ERM contribuisce ad aumentare il valore dell'azienda? Parte II
McShane et al. wrote this article in 2011 after the financial crisis of 2008. Do the findings of this research mean that organisations should not try to implement ERM?
The findings of this research seem to identify a positive correlation between the increased value of a firm and the implementation of a more sophisticated TRM - which correspond to ERM degree 1,2,3 - but when firms seem to be given the S&P ERM rating of respectively 4 ( = strong) and 5 ( = excellent) degrees, it seems that ERM implementation does not contribute to an increase in firm value, it seems it makes no significant difference in performance results. However, this does not mean that companies should not implement ERM. instead, ERM is getting more and more crucial.

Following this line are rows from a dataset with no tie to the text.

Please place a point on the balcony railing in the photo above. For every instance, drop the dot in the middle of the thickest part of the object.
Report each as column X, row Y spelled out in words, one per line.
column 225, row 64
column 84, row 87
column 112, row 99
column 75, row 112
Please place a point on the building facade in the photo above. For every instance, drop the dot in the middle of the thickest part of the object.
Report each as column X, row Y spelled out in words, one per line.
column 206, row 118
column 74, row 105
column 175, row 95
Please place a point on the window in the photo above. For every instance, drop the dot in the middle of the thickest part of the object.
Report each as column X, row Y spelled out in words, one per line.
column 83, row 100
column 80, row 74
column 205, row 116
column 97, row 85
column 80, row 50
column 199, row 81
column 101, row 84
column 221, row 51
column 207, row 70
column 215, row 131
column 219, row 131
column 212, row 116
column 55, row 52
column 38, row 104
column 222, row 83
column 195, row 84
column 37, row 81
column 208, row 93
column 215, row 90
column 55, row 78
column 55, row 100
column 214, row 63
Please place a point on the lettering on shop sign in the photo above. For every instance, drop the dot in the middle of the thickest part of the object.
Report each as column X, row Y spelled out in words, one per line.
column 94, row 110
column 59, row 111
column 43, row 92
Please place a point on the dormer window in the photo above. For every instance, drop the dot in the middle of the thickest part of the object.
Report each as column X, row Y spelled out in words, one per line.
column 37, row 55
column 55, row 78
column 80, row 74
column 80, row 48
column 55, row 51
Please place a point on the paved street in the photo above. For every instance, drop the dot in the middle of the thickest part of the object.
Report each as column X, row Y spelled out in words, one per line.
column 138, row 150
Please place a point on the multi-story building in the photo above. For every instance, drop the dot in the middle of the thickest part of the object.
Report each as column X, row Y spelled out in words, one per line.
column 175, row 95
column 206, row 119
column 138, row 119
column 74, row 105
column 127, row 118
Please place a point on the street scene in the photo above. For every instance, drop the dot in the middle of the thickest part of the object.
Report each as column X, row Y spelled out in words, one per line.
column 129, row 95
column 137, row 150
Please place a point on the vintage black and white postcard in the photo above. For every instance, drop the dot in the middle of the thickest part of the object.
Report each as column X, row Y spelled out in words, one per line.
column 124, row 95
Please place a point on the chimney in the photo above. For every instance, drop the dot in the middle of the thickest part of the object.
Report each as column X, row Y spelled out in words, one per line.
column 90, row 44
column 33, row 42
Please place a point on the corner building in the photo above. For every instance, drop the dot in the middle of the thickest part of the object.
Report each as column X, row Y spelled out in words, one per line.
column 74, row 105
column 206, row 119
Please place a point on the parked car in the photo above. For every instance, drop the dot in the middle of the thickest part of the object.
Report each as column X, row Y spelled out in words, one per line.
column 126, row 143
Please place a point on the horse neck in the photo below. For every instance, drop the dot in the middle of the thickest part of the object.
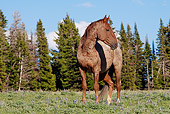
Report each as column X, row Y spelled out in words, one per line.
column 89, row 44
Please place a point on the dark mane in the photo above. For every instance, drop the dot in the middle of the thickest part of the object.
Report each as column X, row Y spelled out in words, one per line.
column 91, row 26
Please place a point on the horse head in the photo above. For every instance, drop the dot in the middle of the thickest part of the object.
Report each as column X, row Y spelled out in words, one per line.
column 106, row 34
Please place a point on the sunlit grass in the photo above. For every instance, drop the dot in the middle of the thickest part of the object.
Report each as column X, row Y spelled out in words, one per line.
column 69, row 102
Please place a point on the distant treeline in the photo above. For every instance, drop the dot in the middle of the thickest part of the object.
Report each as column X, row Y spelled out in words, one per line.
column 25, row 63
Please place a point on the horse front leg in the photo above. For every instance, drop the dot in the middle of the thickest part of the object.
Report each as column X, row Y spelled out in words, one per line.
column 96, row 86
column 111, row 86
column 118, row 81
column 84, row 85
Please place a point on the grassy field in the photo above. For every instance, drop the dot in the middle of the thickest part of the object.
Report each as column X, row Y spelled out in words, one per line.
column 69, row 102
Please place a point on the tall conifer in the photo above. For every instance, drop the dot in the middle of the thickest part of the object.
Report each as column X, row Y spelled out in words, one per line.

Firsto of all, the worldwide economic scenario is getting too complex to rely on TRM only and a more systematic approach to risk management is necessary.

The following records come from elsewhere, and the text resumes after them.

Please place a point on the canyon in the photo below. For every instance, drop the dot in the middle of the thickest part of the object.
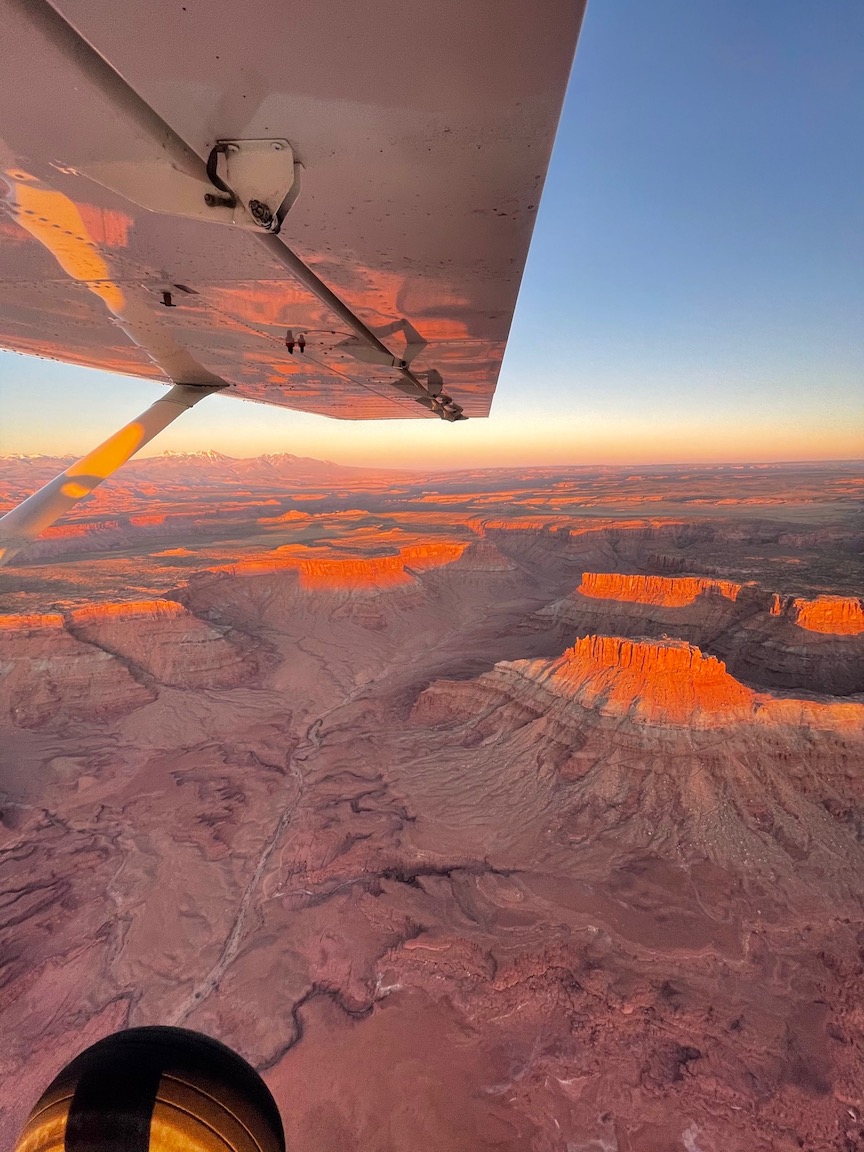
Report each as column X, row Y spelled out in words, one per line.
column 472, row 818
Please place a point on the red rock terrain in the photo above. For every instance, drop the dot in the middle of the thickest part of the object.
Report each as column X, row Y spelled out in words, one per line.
column 449, row 839
column 764, row 638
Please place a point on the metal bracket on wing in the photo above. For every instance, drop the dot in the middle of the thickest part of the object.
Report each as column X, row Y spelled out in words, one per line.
column 429, row 393
column 362, row 350
column 245, row 183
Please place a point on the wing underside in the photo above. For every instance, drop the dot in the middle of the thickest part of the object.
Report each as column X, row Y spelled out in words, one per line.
column 421, row 135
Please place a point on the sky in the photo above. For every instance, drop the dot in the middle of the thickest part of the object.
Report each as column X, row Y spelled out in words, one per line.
column 695, row 288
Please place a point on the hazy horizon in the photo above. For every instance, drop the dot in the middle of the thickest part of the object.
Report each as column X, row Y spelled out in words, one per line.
column 692, row 290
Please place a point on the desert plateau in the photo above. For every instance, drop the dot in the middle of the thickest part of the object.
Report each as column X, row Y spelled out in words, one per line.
column 515, row 809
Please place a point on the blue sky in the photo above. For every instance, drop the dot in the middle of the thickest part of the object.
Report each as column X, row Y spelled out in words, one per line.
column 695, row 289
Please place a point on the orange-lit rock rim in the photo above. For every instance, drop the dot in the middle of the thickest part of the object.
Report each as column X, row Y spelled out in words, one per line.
column 669, row 591
column 660, row 680
column 353, row 573
column 835, row 615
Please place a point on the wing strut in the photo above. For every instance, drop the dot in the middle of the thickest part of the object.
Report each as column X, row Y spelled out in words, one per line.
column 39, row 510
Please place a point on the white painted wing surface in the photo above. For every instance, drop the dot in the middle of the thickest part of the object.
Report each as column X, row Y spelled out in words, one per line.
column 421, row 133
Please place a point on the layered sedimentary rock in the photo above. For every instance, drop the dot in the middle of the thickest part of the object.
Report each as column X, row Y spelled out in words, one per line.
column 659, row 590
column 166, row 641
column 762, row 637
column 110, row 658
column 831, row 614
column 605, row 897
column 46, row 674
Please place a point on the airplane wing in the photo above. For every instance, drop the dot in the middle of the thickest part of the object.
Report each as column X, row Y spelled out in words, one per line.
column 395, row 151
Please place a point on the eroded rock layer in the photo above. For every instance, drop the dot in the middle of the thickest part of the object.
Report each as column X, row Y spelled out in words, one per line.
column 454, row 846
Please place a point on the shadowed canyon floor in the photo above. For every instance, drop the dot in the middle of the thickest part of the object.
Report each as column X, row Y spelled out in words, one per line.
column 506, row 825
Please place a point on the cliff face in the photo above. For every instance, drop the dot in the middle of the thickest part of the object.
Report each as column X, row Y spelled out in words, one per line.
column 607, row 896
column 830, row 614
column 110, row 658
column 166, row 641
column 764, row 638
column 47, row 675
column 653, row 682
column 658, row 682
column 660, row 590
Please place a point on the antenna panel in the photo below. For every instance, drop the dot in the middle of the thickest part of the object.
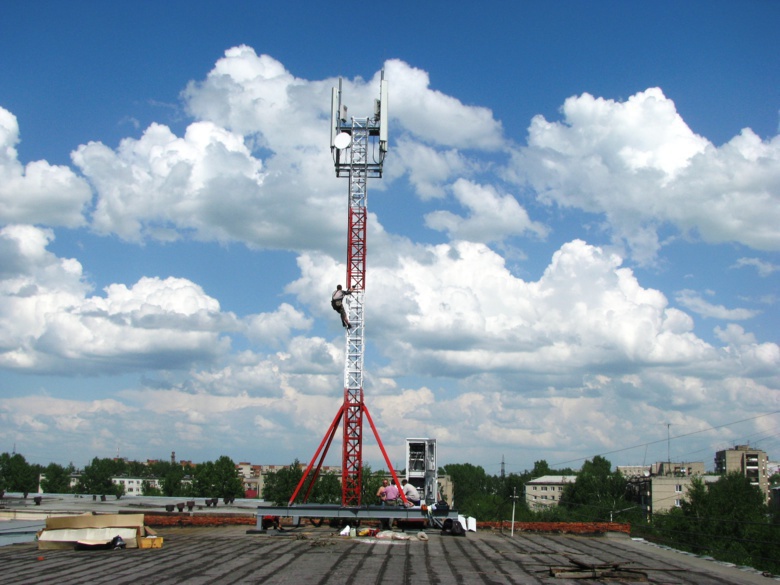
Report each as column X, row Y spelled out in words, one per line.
column 334, row 115
column 384, row 117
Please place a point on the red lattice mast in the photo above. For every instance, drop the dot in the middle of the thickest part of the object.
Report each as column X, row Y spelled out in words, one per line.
column 350, row 142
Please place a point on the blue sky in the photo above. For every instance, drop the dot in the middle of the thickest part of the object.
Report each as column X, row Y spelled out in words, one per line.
column 574, row 245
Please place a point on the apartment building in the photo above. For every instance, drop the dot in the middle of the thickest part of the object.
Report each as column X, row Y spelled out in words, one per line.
column 752, row 463
column 546, row 491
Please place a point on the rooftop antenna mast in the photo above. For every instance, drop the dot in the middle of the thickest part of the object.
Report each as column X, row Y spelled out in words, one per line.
column 358, row 146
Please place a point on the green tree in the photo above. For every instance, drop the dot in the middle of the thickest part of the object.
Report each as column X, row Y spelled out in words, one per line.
column 203, row 480
column 56, row 478
column 279, row 486
column 727, row 519
column 597, row 493
column 96, row 477
column 148, row 489
column 227, row 482
column 327, row 490
column 17, row 475
column 540, row 469
column 474, row 490
column 371, row 481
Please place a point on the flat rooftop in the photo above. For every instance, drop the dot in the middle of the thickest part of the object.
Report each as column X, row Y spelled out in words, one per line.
column 308, row 555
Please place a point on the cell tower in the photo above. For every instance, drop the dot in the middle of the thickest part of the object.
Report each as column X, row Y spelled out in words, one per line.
column 358, row 146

Secondly, research on ERM is still too little and controversial. The authors state it is necessary to wait a few more years - when S&P starts to apply the ERM rating to nonfinancial firms too - and get more ERM data available so as to enlarge the firm sample to other industry sectors and carry out further research in the field, as it is not even possible to generalize the results outside the insurance industry.

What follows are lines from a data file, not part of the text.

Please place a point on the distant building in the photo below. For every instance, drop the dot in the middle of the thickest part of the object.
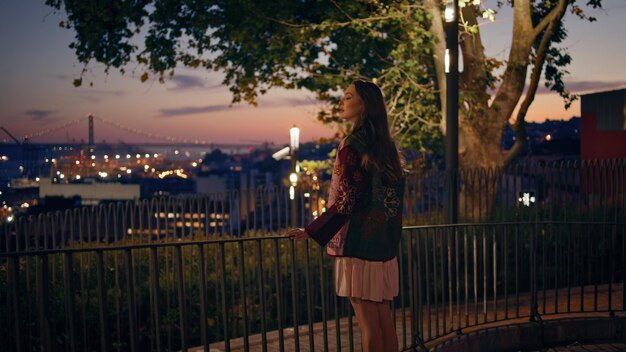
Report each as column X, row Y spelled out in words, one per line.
column 89, row 193
column 603, row 130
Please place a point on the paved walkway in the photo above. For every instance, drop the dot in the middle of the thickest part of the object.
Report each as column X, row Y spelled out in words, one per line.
column 340, row 339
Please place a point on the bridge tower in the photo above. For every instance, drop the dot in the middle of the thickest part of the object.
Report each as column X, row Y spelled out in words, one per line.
column 90, row 117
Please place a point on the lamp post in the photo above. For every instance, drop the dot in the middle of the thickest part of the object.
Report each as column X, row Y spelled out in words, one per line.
column 294, row 134
column 451, row 204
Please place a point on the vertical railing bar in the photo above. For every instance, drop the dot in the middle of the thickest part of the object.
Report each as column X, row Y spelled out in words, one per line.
column 568, row 272
column 279, row 297
column 244, row 296
column 449, row 239
column 309, row 303
column 557, row 260
column 294, row 297
column 336, row 308
column 182, row 312
column 402, row 299
column 475, row 286
column 262, row 295
column 419, row 327
column 43, row 306
column 428, row 308
column 154, row 286
column 323, row 296
column 495, row 273
column 484, row 233
column 14, row 264
column 517, row 260
column 130, row 297
column 225, row 317
column 544, row 258
column 434, row 234
column 505, row 255
column 466, row 277
column 457, row 264
column 102, row 304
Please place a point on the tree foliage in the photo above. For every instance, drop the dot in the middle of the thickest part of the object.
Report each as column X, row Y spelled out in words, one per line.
column 322, row 45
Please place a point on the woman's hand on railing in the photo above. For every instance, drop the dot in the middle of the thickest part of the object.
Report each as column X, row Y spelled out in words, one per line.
column 299, row 234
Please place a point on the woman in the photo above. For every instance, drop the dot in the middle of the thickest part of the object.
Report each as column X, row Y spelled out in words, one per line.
column 363, row 224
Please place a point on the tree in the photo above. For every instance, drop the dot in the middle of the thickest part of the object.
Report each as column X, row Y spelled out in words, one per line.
column 321, row 45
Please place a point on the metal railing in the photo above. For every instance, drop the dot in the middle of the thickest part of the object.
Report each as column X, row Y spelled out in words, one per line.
column 177, row 295
column 172, row 273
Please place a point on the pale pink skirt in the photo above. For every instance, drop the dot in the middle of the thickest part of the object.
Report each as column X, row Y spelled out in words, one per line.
column 364, row 279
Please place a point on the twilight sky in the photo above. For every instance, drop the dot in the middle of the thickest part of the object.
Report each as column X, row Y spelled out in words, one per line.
column 37, row 69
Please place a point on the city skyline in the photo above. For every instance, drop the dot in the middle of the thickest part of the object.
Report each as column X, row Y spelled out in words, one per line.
column 38, row 69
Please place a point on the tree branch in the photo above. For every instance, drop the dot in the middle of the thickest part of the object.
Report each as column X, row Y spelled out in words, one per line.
column 554, row 13
column 535, row 76
column 439, row 50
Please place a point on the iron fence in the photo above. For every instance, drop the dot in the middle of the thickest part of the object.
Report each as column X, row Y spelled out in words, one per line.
column 172, row 273
column 177, row 295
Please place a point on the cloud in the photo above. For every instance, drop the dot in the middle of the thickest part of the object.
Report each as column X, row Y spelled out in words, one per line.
column 38, row 115
column 94, row 95
column 187, row 82
column 190, row 110
column 285, row 101
column 585, row 86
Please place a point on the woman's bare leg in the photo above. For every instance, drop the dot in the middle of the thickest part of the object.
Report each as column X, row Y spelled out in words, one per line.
column 369, row 325
column 390, row 336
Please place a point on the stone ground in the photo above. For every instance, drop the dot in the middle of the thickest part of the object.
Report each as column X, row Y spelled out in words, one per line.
column 494, row 313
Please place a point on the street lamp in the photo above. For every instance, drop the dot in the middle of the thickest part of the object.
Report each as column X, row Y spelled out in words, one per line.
column 451, row 17
column 294, row 134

Thirdly, it is necessary to question every aspect of ERM, whether the relationship between ERM and firm value is stable and true in the long term, whether ERM advantages will disappear over a period of time once all companies have adopted it, whether S&P ERM construct is reliable itself, whether S&P evaluation of firm ERM is reliable, whether firm ERM capabilities change over time together with the rating, whether ERM stops firm growth and why.
Last but not least, the authors insist on the importance of investigating the source of firm value in order to understand how much of this value can be attributable to ERM implementation.